In response to this statement, the questioner in this writing criticizes him, saying that his arrogance is beyond measure. The Daishonin replies, in effect, that what seems like arrogance on his part is actually sublime conviction in the superiority of the Law that he embraces. Then he turns to his followers: “Therefore, I say to you, my disciples, try practicing as the Lotus Sutra teaches, exerting yourselves without begrudging your lives! Test the truth of Buddhism now” .

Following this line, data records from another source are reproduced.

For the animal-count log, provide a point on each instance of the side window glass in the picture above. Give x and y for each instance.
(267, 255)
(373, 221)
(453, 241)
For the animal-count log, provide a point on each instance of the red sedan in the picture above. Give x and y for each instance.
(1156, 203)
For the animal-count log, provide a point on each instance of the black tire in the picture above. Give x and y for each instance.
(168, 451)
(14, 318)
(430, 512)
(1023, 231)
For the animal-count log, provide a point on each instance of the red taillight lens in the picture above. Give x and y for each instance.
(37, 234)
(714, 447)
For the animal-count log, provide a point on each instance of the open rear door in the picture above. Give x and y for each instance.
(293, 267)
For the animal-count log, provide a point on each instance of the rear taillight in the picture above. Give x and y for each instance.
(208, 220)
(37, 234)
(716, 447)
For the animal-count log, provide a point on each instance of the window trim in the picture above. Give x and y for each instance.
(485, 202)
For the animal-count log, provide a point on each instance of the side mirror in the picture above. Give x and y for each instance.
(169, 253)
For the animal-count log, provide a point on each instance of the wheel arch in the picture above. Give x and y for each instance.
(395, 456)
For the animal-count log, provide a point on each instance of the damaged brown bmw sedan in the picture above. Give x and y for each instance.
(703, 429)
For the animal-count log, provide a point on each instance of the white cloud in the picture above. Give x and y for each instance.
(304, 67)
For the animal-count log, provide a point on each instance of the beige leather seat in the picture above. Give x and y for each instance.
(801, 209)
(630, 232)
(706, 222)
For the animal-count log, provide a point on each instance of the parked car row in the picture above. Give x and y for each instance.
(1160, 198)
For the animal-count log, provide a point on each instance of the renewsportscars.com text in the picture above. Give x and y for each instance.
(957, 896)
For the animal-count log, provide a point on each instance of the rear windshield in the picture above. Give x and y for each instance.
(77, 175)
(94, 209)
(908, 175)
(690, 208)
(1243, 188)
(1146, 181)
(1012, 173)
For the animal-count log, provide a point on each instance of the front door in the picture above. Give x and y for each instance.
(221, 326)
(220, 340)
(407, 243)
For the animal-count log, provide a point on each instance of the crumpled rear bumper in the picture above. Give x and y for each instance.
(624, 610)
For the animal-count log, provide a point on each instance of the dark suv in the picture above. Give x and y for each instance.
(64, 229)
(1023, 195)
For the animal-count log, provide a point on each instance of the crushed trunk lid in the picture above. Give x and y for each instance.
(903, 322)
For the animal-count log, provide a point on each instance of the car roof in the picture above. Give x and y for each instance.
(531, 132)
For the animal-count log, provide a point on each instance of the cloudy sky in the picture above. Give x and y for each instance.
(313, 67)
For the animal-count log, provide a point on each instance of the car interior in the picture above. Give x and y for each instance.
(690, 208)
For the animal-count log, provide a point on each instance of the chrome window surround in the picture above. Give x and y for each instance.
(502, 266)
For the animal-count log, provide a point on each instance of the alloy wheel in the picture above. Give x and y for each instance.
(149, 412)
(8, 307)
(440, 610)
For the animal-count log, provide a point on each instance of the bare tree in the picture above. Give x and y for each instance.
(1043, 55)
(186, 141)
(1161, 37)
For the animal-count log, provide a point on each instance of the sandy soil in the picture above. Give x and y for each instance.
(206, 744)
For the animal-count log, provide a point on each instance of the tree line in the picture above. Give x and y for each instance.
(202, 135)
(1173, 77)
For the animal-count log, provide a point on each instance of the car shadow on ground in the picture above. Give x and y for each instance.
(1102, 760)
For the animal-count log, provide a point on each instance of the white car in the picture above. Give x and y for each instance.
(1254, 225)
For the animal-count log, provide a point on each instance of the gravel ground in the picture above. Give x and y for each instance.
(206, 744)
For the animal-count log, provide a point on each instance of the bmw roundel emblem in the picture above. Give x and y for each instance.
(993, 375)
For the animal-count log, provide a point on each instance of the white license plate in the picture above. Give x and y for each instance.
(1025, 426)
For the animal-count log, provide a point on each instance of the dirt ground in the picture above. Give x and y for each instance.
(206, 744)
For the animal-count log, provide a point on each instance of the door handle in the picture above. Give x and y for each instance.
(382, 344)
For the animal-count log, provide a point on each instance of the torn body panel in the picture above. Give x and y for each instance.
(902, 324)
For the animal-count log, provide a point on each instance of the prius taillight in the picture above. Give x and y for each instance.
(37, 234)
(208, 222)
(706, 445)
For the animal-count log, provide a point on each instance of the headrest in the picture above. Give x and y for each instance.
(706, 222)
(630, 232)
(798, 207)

In conclusion, the Daishonin declares that he himself has lived up to the passage in the “Encouraging Devotion” chapter of the Lotus Sutra: “We care nothing for our bodies or lives but are anxious only for the unsurpassed way.” That is, in order to reveal the correct teaching, he has struggled continually without begrudging his life in the face of persecution by the three powerful enemies—especially those of the third group, respected priests who induce secular authorities to persecute the votaries of the Lotus Sutra.

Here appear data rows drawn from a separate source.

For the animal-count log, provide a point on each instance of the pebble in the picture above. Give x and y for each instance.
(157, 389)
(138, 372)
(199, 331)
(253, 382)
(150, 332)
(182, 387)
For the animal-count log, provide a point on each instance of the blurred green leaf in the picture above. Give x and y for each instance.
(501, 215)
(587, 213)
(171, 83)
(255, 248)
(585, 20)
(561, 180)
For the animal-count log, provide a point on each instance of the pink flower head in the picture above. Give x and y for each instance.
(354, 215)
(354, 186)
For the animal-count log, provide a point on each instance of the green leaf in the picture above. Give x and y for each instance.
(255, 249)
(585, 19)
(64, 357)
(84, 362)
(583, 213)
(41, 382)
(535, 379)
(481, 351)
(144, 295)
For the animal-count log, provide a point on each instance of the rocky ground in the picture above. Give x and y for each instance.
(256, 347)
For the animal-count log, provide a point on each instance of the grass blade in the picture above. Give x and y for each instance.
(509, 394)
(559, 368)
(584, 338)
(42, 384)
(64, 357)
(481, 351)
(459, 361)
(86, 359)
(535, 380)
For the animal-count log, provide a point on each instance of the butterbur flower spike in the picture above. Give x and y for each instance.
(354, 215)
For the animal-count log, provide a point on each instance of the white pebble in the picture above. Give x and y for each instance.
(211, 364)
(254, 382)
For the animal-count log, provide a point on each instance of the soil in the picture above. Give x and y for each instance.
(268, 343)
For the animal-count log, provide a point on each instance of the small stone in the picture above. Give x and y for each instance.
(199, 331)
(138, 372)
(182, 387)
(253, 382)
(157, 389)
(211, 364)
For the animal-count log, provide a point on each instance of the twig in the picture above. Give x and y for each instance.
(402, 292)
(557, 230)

Chapter1(Explaining that time is the key)

WHEN it comes to studying the teachings of Buddhism, one must first learn to understand the time. In the past, when the Buddha Great Universal Wisdom Excellence appeared in the world, he remained for a period of ten small kalpas without preaching a single sutra. Thus the Lotus Sutra says, “Having taken his seat, ten small kalpas pass.”1 And later, “The Buddha knew that the time had not yet come, and though they entreated, he sat in silence.”2

Likewise Shakyamuni, the lord of teachings in the present world, spent the first forty and more years of his preaching life without expounding the Lotus Sutra, because, as the sutra says, “the time to preach so had not yet come.”3

Lao Tzu remained in his mother’s womb for eighty years, waiting to be born,4 and Bodhisattva Maitreya abides in the inner court of the Tushita heaven for a period of 5,670 million years, awaiting the time for his advent in the world. The cuckoo sings when spring is waning, the cock waits until the break of day to crow. If even these lowly creatures have such an understanding of time, then how can a person who wishes to practice the teachings of Buddhism fail to make certain what time it is?

Notes

1. Lotus Sutra, chap. 7.

2. Ibid.

3. Ibid., chap. 2.

4. The Sutra of the Conversion of Barbarians by Lao Tzu states that Lao Tzu was white-haired at birth and had the appearance of an old man.